Poetry of Allama Iqbal: The Eternal Flame


The birth anniversary of Allama Muhammad Iqbal on November 9 is an occasion to remember him not only as a prolific poet and philosopher but quite simply as one of the greatest Muslims born in South Asia. It was his vision of a political and cultural ideal for the Muslims of British-ruled India that went on to serve as the foundational inspiration for Pakistan. While it is important to highlight the role of his poetic works in reinvigorating the Islamic spirit of the region, it is equally crucial to chart the trajectory of this revival; especially in the current atmosphere wherein Pakistan is seemingly teetering on the precipice of predestination.

Secrets of the Self

Albeit it might be natural to be galvanized by the visuals of masses chanting revolutionary slogans on the streets, it is necessary today to reflect on what constitutes the core of Iqbal’s philosophical endeavor as well as the first prerequisite of any positive transformation: the self. The first of Allama Iqbal’s books of poetry, ‘Asrar-i-Khudi’ (Secrets of the Self), was released in Persian in 1915. Highlighting the ego and the spirit, Iqbal outlined his worldview centered around the ‘Self’ (Khudi), referring to a divine spark that resides within each and every person:

“The form of existence is an effect of the Self,

Whatsoever thou seest is a secret of the Self,

When the Self awoke to consciousness.

It revealed the universe of Thought.”

It is worthy of note that Allama Iqbal illustrated the \”Self\” as the route to the ultimate of all knowledge and realization and the very characteristic for which God commanded all of the angels to prostrate before Adam. However, the self on its own is not complete, but rather a summation of individual stages one passes through in order to \”arrive.\” The relationship between fragrance and seed can best be observed to comprehend this analogous journey.
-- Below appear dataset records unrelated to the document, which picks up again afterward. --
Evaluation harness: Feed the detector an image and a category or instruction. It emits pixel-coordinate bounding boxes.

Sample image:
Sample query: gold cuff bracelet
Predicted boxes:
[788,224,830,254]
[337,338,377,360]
Every seed possesses within itself the capacity for fragrance. But the seed must go through several stages and alterations before it may become fragrant. Its emergence from the shell, proceeding to rise from the darkness of the soil while simultaneously establishing roots, then struggling against nature to manifest its leaves and blossoms Similarly, an individual remains subject to fundamental changes before his pinnacle can truly reflect on or restructure society. As enunciated in the poem ‘Baidaari’ (Awakening):

“The Truth‐seeking man whose self has awakened

Is like a sword which is cutting and brilliant.

To his keen eye is visible

The power to show what is latent in every atom.

To him you cannot be compared:

You are the slave of the heavens while he is their master.

You have not yet developed even a desire for the shore;

He has grasped the secrets of the deep through the purity of his soul.”

The True Awakening

Not all that is perceived as \”awakening\” is necessarily the force for the greater good it is projected to be. Often, freedom of thought and expression, when exercised by people with lowly or malevolent ideals, spells irreversible ruin. If lacking in the purity of intention or maturity of command, neither the individual nor his social environment will benefit in any significant measure. Conversely, such notions only lead men to dwindle between extremes. Allama Iqbal forebodes bondage and misery for nations without such clarity:

That race is doomed to bondage and much pain,

Which justice for its ego canʹt attain.

The faults of one man Nature can reprieve,

But groups for crimes no pardon can receive.

Old Lessons, Modern Times

Nevertheless, ideas and energies, when channeled with adequate intellectual lucidity, are rays of hope for metamorphosing masses into nations. To imagine that positive sociopolitical outcomes will reveal themselves as a sudden consequence of intense rallying behind a cause is imprudent. As for consciousness of the self that undergoes phases before it can impart its distinct essence to the outer world, favorable transitions especially on a national footing will only follow in due course. However, patience for the culmination of such goals must not be construed as senseless waiting or reduced to inaction. In this regard, it is incredible how the message of Allama Iqbal still resonates almost a century later:

The dark surroundings of Hind it wonʹt forsake

Till natives sunk in slumber do not wake.

The hopes of Orient on this region hinge,

The tears that Iqbal sheds on it impinge.

Whilst the tribulations Muslims of the region are presently confronted with cannot be equated with their subjugation in the era of British colonialism, they are not as yet emancipated from the oft-illusive paradigms of nationalism and adulation. Brilliantly articulated in Allama Iqbal’s ‘Wataniyat’ decades ago, it appears that most have forgotten the once envisioned common destination grounded in faith, in lieu of a multitude of concocted fiefdoms. In the ultimate analysis, it remains to be seen whether modern waves of popular resentment will usher in the winds of change, or dissolve into nothingness where the more powerful will issue the final verdict:

Aware am I! but tells me my cosmic foresight:

No danger from what is but a masquerade for imperialism.

We ourselves have dressed imperialism in the garb of democracy

When man has grown to be a little self‐conscious and self‐observant.